I was given a great understanding of the worth of a jar of clay in January 2010. Adam and I went with a group of college students to Passion 2010 in Atlanta, GA. The conference always has a Do Something Now Campaign that raises money, or resources for projects that bring glory to God and make His name famous through out the world. We visited a station that was called Share the Well. (www.DalitNetwork.org). They shared with us about the oppression of the Dalit people of India, the lowest caste of people in their society. We were given a clay cup to remind us of what they told us. The Dalit people are untouchables to the people of India. In the past a Dalit would be given a clay cup to drink out of, and afterwards had to smash it on the ground and destroy it so as to not spread their uncleanliness to higher castes of people. In a society where people were literally untouchable, a clay cup was what was seen as good enough for them. It had no value or worth, and was easily enough replaced that it could be smashed on the ground after only one use. This organization works to take the name of Jesus and His love to a people seen as worthless to their fellow countrymen. The impact this had on me was overwhelming. It broke my heart to know that people Jesus died for were treated in such a horrible way, and did not know the love that Jesus has for them. I can't imagine being treated so horribly and being told I'm that worthless by anyone. I did however gain a whole new understanding of 2 Corinthians 4:7. I want to be as useless, worthless, and replaceable as the clay cup the Dalits were given to drink out of and destroy. I want to be that empty and to only have worth when the treasure of Christ is in me.
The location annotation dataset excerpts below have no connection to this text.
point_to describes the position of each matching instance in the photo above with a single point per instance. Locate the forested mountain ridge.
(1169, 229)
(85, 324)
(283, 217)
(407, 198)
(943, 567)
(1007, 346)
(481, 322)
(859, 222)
My desire in having this blog is to have a record of God's faithfulness to me. To be able to look back in a tangible way on the process of being made more like Jesus. In everything I do: grocery shopping, cleaning my house, reading the very words of God recorded for me, talking with God, making a craft, disciplining my children, loving my husband, talking with my neighbor, watering my plants, doing laundry, and anything else that takes place in this life of mine I want to be a Dixie Cup. I want all of those things I do to be worth something ONLY because it is through the all-surpassing power from God, and not myself. I hope that those who read about my life would be encouraged, challenged, and brought closer to the Father so that HE will be given all the glory.